When the Special Olympics Unified Champion Schools program was created in 2008, it was comprised of 493 schools, but by 2016, it had expanded to 2,311 schools, per the UCS Year 9 Evaluation Report. As some Rochester schools have expanded Unified Sports to the middle school level, other schools nationwide have just started teams, hoping to someday match Rochester’s progress, Nelson said.

The national organization currently offers unified basketball and bowling teams, but expansion is on the agenda, said Nathan Johnson, the senior director of Unified Sports. Eventually, Johnson hopes for a Unified Sport offered every high school season, and expanded to younger kids in elementary and pre-school. To fill the empty fall season, Sugar said, soccer or track and field could be the next sport to be unified.

“This program gives an opportunity to students who have previously not had the opportunity to participate in interscholastic athletics, which many of us take for granted,” Nelson said. “It also promotes and improves school culture by increasing awareness and acceptance of all students.”   

And for F-M’s Marlee Matto, that’s what being apart of the team has done.

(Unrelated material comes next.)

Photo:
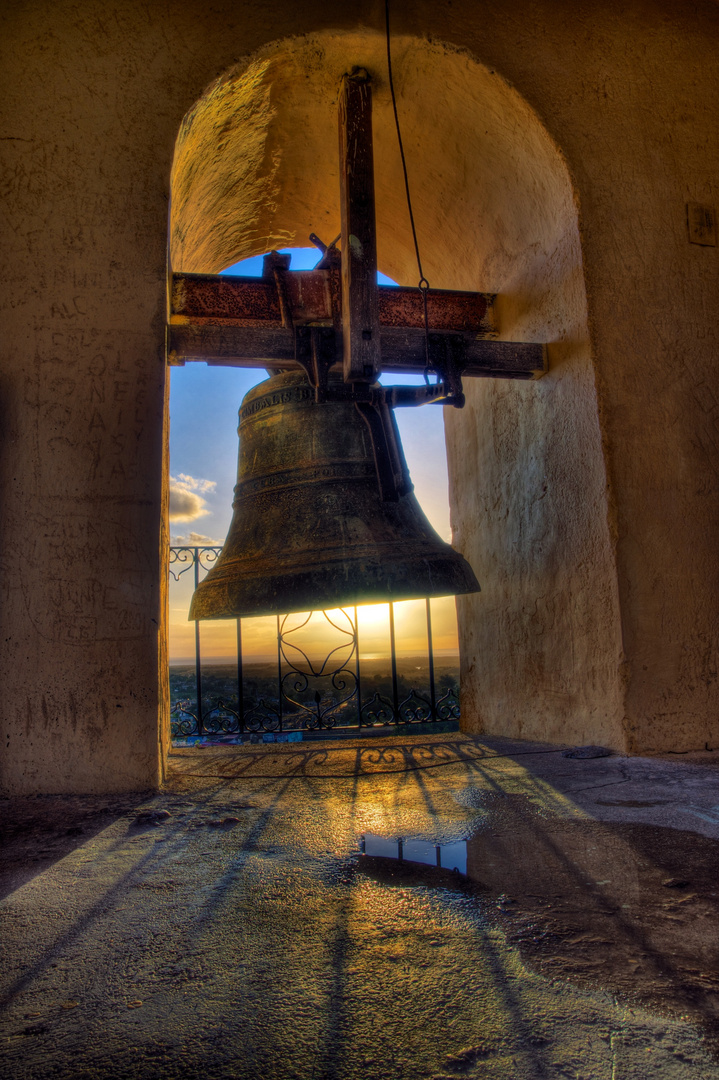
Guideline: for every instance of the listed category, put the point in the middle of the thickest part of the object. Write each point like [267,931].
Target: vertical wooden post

She’s built meaningful relationships after being introduced to a team, she said.

Using sports to unite students with and without disabilities is the foundation of this program and different schools and states have different ways of doing so, said New York State Public High School Athletic Association associate director Todd Nelson. By promoting the acceptance of all students, it helps students participate in athletics, Nelson said, something many people take for granted.

Said Johnson: “Providing young people with and without intellectual disabilities to play together, plan together, and lead together helps to change perceptions and eliminate stereotypes and stigmas.”